Clearly, on this case you have an extensive criminal history, you have not benefited [sic] from prior attempts at rehabilitation either though probation or through incarceration. This was part of an organized criminal, not conspiracy, but this was a — you know, ongoing course of criminal conduct in this matter. And although you‘re expressing remorse, the fact that you‘ve been to prison, been out of prison and continue to behavior like this, your remorse rings hollow with this Court.
(Tr. 46-47.)
{36} At no pоint did the trial court even mention the word restitution; it is clear that the court was imposing a sentencing based on Wojtowicz‘s undeterred conduct over the years. Accordingly, we find that the record does not support that Wojtowicz‘s ability or inability to pay restitution at the time of sentencing was a factor the court considered. The final assignment of error is overruled.
{37} Judgment affirmed.
It is ordered that appellee recover from appellаnt costs herein taxed.

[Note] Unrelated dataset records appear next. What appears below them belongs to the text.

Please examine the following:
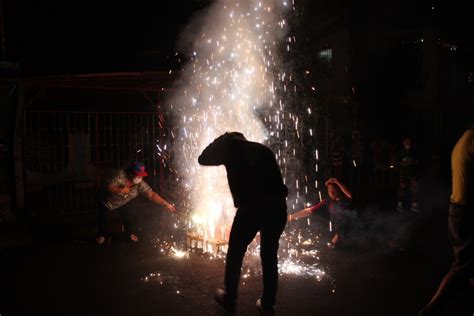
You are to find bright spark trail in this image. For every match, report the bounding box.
[163,0,334,286]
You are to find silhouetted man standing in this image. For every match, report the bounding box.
[419,126,474,316]
[198,132,288,313]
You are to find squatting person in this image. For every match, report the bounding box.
[96,161,176,244]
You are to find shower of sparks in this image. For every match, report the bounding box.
[162,0,325,280]
[171,0,313,240]
[171,246,189,258]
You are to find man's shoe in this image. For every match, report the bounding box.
[255,298,275,315]
[397,202,405,213]
[418,305,443,316]
[410,203,421,213]
[214,289,235,314]
[95,236,105,245]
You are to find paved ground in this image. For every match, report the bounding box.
[0,177,474,316]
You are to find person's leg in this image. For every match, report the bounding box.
[224,209,260,302]
[410,177,419,212]
[97,201,108,238]
[117,201,138,241]
[420,204,474,315]
[260,206,287,308]
[397,171,407,212]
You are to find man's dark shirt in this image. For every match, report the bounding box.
[198,134,288,207]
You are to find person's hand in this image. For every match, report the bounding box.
[120,186,130,194]
[165,203,176,212]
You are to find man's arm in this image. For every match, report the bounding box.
[107,184,130,194]
[147,191,176,212]
[328,178,352,199]
[288,200,325,222]
[198,134,227,166]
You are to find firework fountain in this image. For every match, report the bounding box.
[163,0,334,286]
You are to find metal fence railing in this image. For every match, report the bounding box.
[22,111,166,217]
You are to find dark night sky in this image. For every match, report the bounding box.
[4,0,211,75]
[3,0,474,76]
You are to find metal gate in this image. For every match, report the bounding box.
[22,111,166,218]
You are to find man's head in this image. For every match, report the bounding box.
[127,161,148,184]
[402,137,412,150]
[224,132,246,140]
[327,182,341,200]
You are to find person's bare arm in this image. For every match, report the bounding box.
[288,200,324,222]
[147,191,176,212]
[288,208,313,222]
[107,184,130,194]
[329,178,352,199]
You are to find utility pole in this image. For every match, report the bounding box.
[0,0,7,61]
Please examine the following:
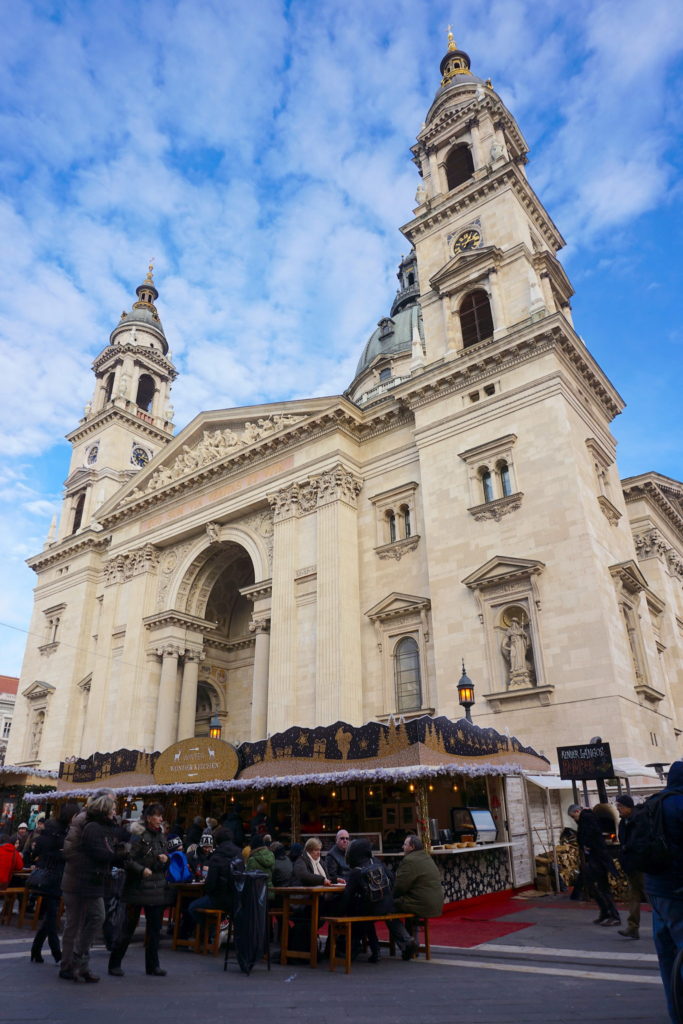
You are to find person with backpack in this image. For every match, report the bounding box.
[338,839,393,964]
[109,804,171,978]
[183,827,244,932]
[387,834,443,961]
[614,793,647,939]
[634,761,683,1024]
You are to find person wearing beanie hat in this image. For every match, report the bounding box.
[614,793,647,939]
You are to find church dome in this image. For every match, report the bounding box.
[110,265,168,355]
[354,250,424,380]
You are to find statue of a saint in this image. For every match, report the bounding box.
[501,617,531,689]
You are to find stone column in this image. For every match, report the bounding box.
[266,484,300,734]
[178,650,204,740]
[315,465,362,725]
[155,643,180,751]
[249,618,270,741]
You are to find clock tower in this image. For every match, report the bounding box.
[57,265,177,541]
[401,33,572,364]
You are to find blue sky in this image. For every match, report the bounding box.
[0,0,683,674]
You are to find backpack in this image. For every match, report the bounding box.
[166,850,193,882]
[629,790,683,874]
[360,860,391,903]
[207,854,246,910]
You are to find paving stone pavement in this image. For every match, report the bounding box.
[0,901,669,1024]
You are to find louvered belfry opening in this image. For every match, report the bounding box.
[460,289,494,348]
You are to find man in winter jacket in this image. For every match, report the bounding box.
[325,828,351,882]
[615,793,647,939]
[567,804,622,928]
[0,836,24,889]
[387,836,443,959]
[645,761,683,1024]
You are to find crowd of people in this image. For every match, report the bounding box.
[0,790,443,983]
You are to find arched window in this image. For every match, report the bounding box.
[399,505,413,538]
[72,490,85,534]
[386,511,396,544]
[445,143,474,191]
[135,374,155,413]
[393,637,422,712]
[480,467,494,502]
[497,462,512,498]
[460,288,494,348]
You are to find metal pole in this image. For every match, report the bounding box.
[546,790,560,893]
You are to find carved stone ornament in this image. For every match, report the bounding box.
[467,490,524,522]
[634,529,683,579]
[375,534,420,562]
[102,544,160,587]
[141,415,304,500]
[267,464,362,522]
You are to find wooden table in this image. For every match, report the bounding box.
[171,882,204,949]
[275,886,346,967]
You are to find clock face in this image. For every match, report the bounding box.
[130,444,150,466]
[453,227,481,253]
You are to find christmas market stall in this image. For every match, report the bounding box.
[29,716,548,901]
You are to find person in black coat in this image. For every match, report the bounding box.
[31,800,81,964]
[109,804,170,978]
[59,790,123,982]
[615,793,647,939]
[567,804,622,928]
[339,839,393,964]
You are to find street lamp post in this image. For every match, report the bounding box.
[458,659,474,722]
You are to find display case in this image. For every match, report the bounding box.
[451,807,498,843]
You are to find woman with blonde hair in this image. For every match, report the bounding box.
[59,790,121,982]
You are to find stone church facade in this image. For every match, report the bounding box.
[7,40,683,768]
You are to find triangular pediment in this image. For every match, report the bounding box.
[97,396,343,519]
[429,246,500,293]
[22,679,54,700]
[366,591,431,620]
[462,555,546,590]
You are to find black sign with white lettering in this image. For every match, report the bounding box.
[557,743,614,781]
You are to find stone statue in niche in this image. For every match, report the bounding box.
[501,617,532,689]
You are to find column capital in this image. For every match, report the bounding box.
[156,643,183,657]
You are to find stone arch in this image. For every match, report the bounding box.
[167,525,269,617]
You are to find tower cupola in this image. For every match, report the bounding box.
[439,26,470,87]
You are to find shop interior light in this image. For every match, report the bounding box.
[458,659,474,722]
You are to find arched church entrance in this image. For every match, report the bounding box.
[194,543,255,742]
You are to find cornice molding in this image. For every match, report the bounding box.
[27,528,112,572]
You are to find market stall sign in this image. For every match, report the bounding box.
[557,743,614,781]
[155,736,240,785]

It is ordered that a special mandate issue out of this court directing the common pleas court to carry this judgment into execution. The defendant‘s conviction having been affirmed, any bail pending appeal is terminated. Case remanded to the trial court for execution of sentence.
A certified copy of this entry shall constitute the mandate pursuant to Rule 27 of the Rules of Appellate Procedure.